Sepanjang film, karakter Wick membunuh seluruh lawan yang datang ke arahnya bagai kecoa-tidak mematikan, namun sulit dibunuh dan jumlahnya tak kunjung habis. Entah berapa persentase adegan aksi dalam keseluruhan film, namun John Wick: Chapter 4 kadang terlalu larut dalam hal ini. Durasi 169 menit jelas cukup lama untuk ukuran film aksi, dan adegan-adegan yang sebenarnya memukau secara teknis malah jadi terasa terlalu panjang dalam sejumlah kasus.

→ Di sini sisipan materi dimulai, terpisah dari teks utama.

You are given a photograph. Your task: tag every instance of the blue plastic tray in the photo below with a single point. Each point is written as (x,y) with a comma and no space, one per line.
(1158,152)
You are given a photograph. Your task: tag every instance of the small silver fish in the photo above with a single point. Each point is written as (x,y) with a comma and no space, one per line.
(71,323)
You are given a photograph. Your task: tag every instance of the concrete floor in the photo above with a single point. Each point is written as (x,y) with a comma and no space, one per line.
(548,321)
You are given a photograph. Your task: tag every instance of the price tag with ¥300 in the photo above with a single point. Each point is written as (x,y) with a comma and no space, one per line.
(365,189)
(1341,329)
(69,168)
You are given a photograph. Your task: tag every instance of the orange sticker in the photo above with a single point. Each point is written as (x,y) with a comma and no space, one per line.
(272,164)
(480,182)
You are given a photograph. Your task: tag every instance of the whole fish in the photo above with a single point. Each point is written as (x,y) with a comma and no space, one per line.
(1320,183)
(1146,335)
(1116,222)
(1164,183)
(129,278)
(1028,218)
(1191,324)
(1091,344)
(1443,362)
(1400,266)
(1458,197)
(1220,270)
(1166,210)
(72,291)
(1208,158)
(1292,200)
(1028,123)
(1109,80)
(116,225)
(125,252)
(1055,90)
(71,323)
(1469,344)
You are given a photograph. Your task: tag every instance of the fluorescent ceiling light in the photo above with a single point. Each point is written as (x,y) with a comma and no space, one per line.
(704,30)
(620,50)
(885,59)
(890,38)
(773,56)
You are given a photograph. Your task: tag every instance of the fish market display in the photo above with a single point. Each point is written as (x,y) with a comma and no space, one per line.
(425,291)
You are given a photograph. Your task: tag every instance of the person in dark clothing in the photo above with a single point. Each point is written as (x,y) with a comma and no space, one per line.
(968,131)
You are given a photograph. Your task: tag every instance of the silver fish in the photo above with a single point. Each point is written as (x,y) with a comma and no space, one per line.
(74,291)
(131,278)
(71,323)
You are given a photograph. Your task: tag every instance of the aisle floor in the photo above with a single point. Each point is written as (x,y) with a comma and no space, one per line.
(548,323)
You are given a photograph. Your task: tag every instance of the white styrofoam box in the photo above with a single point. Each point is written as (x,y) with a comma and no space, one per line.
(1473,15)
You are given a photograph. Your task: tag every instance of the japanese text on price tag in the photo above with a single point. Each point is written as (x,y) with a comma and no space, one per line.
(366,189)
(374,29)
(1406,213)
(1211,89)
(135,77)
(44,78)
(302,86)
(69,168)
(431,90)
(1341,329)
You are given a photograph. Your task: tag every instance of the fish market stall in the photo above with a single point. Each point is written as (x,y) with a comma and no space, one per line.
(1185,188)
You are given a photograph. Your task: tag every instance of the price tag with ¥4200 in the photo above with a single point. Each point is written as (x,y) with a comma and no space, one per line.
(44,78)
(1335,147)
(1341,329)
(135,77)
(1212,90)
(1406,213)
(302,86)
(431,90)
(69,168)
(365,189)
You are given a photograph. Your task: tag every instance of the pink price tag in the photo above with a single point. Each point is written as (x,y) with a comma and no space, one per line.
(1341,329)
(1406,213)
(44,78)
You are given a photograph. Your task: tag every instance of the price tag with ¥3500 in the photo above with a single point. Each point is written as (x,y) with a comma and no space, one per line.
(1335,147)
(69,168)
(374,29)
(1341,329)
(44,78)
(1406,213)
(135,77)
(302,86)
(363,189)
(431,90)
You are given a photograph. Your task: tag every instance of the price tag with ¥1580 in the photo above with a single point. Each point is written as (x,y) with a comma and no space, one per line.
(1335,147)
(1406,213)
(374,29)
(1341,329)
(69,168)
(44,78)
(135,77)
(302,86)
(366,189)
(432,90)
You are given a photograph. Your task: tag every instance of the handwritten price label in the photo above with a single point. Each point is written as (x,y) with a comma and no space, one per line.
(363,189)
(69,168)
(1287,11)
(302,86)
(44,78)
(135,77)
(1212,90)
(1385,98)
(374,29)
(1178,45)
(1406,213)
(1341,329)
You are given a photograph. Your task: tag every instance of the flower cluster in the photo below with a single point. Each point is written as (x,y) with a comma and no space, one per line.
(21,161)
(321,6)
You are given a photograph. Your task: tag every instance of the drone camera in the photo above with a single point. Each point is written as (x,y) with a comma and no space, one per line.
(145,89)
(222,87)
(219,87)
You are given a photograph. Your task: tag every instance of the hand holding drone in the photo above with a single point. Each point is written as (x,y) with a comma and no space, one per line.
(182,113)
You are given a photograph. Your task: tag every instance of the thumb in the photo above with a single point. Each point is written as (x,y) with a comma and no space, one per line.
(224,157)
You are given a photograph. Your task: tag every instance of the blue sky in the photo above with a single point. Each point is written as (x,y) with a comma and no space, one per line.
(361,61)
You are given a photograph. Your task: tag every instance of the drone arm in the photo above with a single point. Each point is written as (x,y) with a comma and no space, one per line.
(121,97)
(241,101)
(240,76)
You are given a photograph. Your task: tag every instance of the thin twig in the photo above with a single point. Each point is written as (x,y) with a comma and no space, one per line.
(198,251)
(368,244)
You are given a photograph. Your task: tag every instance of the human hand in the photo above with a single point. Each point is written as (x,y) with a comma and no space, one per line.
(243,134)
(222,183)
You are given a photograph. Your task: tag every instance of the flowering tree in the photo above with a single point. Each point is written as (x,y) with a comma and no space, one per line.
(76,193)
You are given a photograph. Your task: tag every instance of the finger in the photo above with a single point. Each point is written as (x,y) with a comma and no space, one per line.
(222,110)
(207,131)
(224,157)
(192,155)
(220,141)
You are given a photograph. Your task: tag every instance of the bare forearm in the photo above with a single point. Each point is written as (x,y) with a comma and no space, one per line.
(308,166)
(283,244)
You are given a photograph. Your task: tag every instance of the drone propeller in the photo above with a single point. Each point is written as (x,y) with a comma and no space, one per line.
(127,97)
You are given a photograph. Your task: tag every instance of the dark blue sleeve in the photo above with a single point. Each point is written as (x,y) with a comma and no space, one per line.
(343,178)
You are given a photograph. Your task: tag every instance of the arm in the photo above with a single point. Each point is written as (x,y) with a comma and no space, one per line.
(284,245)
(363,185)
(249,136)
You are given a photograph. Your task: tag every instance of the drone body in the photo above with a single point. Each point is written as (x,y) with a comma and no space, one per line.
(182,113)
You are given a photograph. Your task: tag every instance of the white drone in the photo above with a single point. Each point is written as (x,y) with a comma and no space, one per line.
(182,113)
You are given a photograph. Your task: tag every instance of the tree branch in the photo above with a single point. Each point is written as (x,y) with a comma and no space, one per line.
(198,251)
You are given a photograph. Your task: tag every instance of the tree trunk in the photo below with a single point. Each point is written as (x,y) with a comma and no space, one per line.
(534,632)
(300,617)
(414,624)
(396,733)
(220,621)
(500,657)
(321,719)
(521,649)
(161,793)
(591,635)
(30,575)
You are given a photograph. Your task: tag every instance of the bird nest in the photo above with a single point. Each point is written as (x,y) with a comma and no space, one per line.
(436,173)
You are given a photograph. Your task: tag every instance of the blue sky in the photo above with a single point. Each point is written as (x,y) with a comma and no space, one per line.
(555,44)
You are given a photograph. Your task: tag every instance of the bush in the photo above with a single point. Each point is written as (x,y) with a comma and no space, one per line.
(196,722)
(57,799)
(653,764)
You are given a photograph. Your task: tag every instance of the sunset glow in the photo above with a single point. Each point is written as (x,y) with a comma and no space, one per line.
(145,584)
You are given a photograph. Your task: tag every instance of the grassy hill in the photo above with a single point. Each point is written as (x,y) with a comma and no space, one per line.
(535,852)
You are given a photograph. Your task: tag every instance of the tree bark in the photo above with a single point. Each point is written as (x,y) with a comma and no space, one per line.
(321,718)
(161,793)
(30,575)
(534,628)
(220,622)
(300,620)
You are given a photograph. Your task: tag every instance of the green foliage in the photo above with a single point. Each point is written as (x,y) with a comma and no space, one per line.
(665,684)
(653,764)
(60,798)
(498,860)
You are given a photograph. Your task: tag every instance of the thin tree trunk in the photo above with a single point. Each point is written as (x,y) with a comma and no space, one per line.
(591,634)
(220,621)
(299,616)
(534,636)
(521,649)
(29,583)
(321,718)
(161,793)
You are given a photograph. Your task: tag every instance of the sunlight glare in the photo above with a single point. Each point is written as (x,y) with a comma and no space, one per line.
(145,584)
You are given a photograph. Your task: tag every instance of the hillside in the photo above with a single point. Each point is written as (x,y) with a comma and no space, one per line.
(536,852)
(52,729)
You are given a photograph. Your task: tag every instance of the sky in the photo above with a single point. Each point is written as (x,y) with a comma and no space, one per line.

Plot yang melompat dari satu kota ke kota lain, disandingkan dengan adegan aksi serta pertarungan yang ekstensif membuat film ini terasa cepat sekaligus lambat. Di tengah-tengah banyaknya kematian dan pertarungan, film ini juga menyisipkan sejumlah humor gelap, yang tak seluruhnya dieksekusi dengan baik.

Moralitas Abu-Abu

Di balik plotnya yang sederhana, salah satu aspek menarik John Wick: Chapter 4 adalah pertanyaannya tentang moral dan hubungan interpersonal bagi karakter-karakter yang sejatinya adalah kriminal. Terdapat paralel antara ikatan Wick dengan anjingnya-yang merupakan pemantik seluruh franchise ini-dan karakter Tracker yang juga berkelana ditemani seekor anjing. Caine yang memburu Wick dengan enggan hanya melakukannya karena keselamatan putrinya diancam, walau untuk melindungi putrinya tersebut ia terpaksa harus berhadapan dengan kawan lamanya, Shimazu, yang juga protektif terhadap putrinya. Konflik Shimazu dan Caine sendiri dipengaruhi oleh "pelanggaran" Caine terhadap kode persaudaraan yang mereka miliki sebagai teman lama atas upaya Caine membunuh Wick-sesuatu yang Shimazu tentang sepenuh hati. Semua karakter memiliki kompas moral dan motivasinya masing-masing, namun apakah mereka bisa disalahkan? Korban jiwa dari seluruh sisi konflik bisa dianggap expendable dalam film seperti ini, tapi jika dilihat lebih jauh, apakah tindakan protagonis kita bisa dibenarkan dalam mengambil nyawa yang tak terhitung ini? Pada akhirnya, seluruh moralitas dan kode yang berulang kali diperlihatkan pada audiens di film ini hanyalah shade warna abu-abu yang berbeda-tertutup dalam balutan neon.

Seperti audiensnya, John Wick: Chapter 4 juga menyadari bahwa ia tidak bisa mengulangi formula yang sama terus menerus. Hal ini membuat pengenalan karakter baru dan worldbuilding lebih luas dari seri John Wick menjadi menarik. Performa yang prima dari Donnie Yen, Rina Sawayama, serta Shamier Anderson memperlihatkan bahwa terdapat ruang untuk dieksplorasi lebih lanjut dalam franchise ini, tanpa melulu harus bergantung pada karakter utamanya. John Wick: Chapter 4 berhasil menutup cerita karakter titularnya secara epik, kelanjutan dari dunianya adalah hal paling exciting untuk dilihat.